Junior doctors make up 44% of the workforce in NHS and are professionals in clinical training, who are not consultants or GPs.
The survey conducted by BMA Scotland on its junior doctors found that 49.8% of them were considering leaving their jobs in the next two years as current issues in the NHS have left them “demoralised, undervalued and exhausted”.
Dr Lailah Peel, the outgoing chair of the BMA’s Scottish junior doctor committee (SJDC), said it was “incredibly concerning to see these stats laid out in black and white”.
“If the views of the respondents of our survey are representative of the entire junior doctor workforce in Scotland we could be walking into a workforce catastrophe in the next two years,” she explained.
Out of the 320 respondents, 90% said issues and challenges of working as a junior doctor in the health service have lowered their morale in the past year. 52% of them told the survey it has “significantly” lowered their morale.

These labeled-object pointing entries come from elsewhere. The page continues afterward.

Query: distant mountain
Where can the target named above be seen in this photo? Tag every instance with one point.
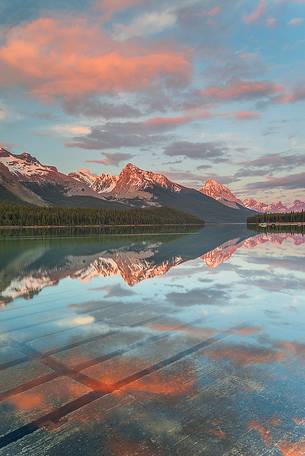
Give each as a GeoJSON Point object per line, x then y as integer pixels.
{"type": "Point", "coordinates": [101, 184]}
{"type": "Point", "coordinates": [12, 191]}
{"type": "Point", "coordinates": [137, 187]}
{"type": "Point", "coordinates": [224, 195]}
{"type": "Point", "coordinates": [45, 185]}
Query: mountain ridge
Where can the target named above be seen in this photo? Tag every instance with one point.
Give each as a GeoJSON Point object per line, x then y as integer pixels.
{"type": "Point", "coordinates": [134, 187]}
{"type": "Point", "coordinates": [220, 192]}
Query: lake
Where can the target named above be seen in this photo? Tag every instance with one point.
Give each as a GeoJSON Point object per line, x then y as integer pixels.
{"type": "Point", "coordinates": [177, 343]}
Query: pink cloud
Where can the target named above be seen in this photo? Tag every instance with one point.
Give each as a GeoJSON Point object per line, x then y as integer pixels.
{"type": "Point", "coordinates": [295, 22]}
{"type": "Point", "coordinates": [238, 89]}
{"type": "Point", "coordinates": [111, 7]}
{"type": "Point", "coordinates": [66, 58]}
{"type": "Point", "coordinates": [257, 13]}
{"type": "Point", "coordinates": [177, 120]}
{"type": "Point", "coordinates": [271, 22]}
{"type": "Point", "coordinates": [246, 115]}
{"type": "Point", "coordinates": [214, 11]}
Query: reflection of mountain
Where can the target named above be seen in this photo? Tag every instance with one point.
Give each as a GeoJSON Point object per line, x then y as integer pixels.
{"type": "Point", "coordinates": [28, 266]}
{"type": "Point", "coordinates": [223, 253]}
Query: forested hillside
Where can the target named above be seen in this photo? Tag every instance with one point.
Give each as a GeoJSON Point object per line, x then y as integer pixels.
{"type": "Point", "coordinates": [291, 217]}
{"type": "Point", "coordinates": [13, 215]}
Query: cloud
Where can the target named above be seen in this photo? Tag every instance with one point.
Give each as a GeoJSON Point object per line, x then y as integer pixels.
{"type": "Point", "coordinates": [292, 181]}
{"type": "Point", "coordinates": [278, 161]}
{"type": "Point", "coordinates": [171, 122]}
{"type": "Point", "coordinates": [214, 11]}
{"type": "Point", "coordinates": [296, 21]}
{"type": "Point", "coordinates": [71, 129]}
{"type": "Point", "coordinates": [149, 23]}
{"type": "Point", "coordinates": [113, 158]}
{"type": "Point", "coordinates": [257, 13]}
{"type": "Point", "coordinates": [61, 57]}
{"type": "Point", "coordinates": [93, 107]}
{"type": "Point", "coordinates": [296, 94]}
{"type": "Point", "coordinates": [197, 151]}
{"type": "Point", "coordinates": [246, 115]}
{"type": "Point", "coordinates": [114, 135]}
{"type": "Point", "coordinates": [111, 7]}
{"type": "Point", "coordinates": [271, 22]}
{"type": "Point", "coordinates": [238, 90]}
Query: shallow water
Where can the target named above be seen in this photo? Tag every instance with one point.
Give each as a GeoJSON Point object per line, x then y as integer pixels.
{"type": "Point", "coordinates": [153, 344]}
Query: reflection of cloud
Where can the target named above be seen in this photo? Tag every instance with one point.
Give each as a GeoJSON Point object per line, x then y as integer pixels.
{"type": "Point", "coordinates": [198, 296]}
{"type": "Point", "coordinates": [117, 291]}
{"type": "Point", "coordinates": [78, 321]}
{"type": "Point", "coordinates": [245, 355]}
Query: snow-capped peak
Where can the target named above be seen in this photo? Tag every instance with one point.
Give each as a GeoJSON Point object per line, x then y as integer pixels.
{"type": "Point", "coordinates": [25, 166]}
{"type": "Point", "coordinates": [133, 179]}
{"type": "Point", "coordinates": [219, 192]}
{"type": "Point", "coordinates": [104, 183]}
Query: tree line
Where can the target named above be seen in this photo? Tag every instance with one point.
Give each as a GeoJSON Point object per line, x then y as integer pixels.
{"type": "Point", "coordinates": [287, 217]}
{"type": "Point", "coordinates": [11, 215]}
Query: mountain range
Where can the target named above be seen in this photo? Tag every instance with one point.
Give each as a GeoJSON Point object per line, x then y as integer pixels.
{"type": "Point", "coordinates": [24, 179]}
{"type": "Point", "coordinates": [223, 194]}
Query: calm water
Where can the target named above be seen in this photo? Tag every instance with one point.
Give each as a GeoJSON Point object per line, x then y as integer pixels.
{"type": "Point", "coordinates": [153, 344]}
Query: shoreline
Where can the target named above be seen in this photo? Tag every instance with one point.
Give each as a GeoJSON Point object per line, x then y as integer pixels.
{"type": "Point", "coordinates": [18, 227]}
{"type": "Point", "coordinates": [268, 224]}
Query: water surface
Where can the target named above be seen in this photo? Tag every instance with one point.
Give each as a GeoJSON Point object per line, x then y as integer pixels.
{"type": "Point", "coordinates": [177, 343]}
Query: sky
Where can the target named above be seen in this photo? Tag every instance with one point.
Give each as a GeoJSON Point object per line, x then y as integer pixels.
{"type": "Point", "coordinates": [194, 89]}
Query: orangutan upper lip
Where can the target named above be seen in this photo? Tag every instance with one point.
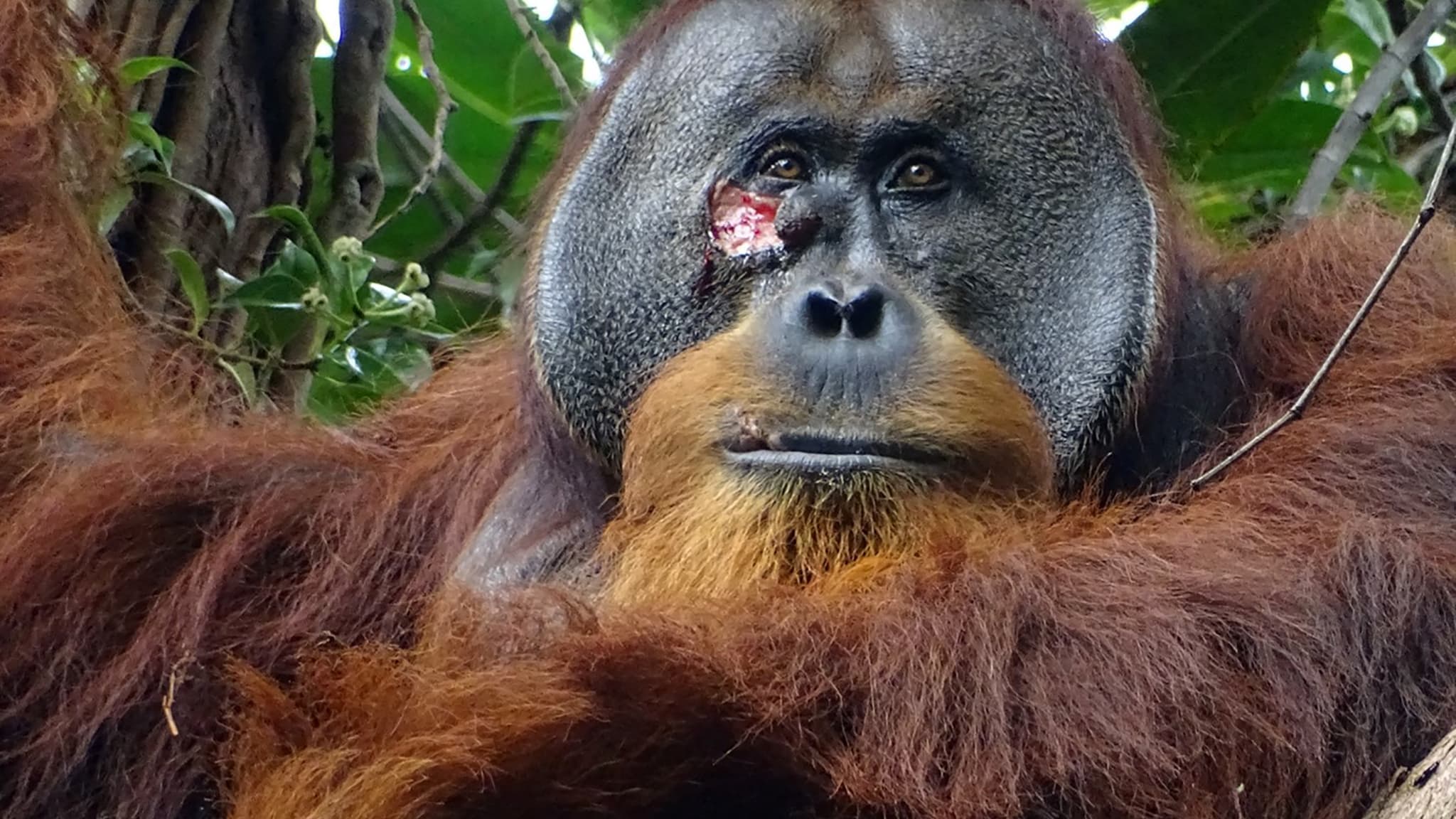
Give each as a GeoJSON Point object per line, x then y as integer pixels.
{"type": "Point", "coordinates": [826, 451]}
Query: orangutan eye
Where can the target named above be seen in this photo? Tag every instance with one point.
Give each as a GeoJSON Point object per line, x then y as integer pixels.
{"type": "Point", "coordinates": [783, 165]}
{"type": "Point", "coordinates": [918, 173]}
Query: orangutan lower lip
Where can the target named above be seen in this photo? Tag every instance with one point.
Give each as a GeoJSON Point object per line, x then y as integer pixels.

Dr Peel, who works in an accident and emergency department, warned, “We are already desperately short-staffed – we need more doctors across the entire system from primary care through to the highest levels in secondary care – we cannot afford to lose valuable junior doctors who are the future of our senior workforce.
“Urgent action must be taken to make junior doctors feel valued in their workplace and want to stay in Scotland’s NHS for the majority, if not entirety, of their careers.”
She revealed that after speaking to her colleagues she was made aware of the fact that they were feeling “unappreciated and undervalued”
“There are many factors contributing to this feeling of discontentment among the workforce, but this year’s pay award, which is essentially a pay cut in real terms, certainly hasn’t helped matters and has led to many junior doctors re-evaluating their futures within our NHS,” Dr Peel added.
She suggested that while resolution if income issues was important, “other things the Government can do as quick fixes to make the working lives of junior doctors easier” which includes uninterrupted breaks at work, lockers for the staff to keep their belongings in, and access to hot food while working long-hour shifts.
“If I can make one final plea to the Scottish Government before I stand down as chair of SJDC, it’s this: act now, please. Do something before it’s too late,” she said.
Jackie Baillie, Scottish Labour’s health spokesperson, said the facts revealed by the survey were “a stark wake-up call for the beleaguered Health Secretary”.
She added, “Our NHS is in the midst of a workforce crisis and every effort must be made to keep medics within the NHS.”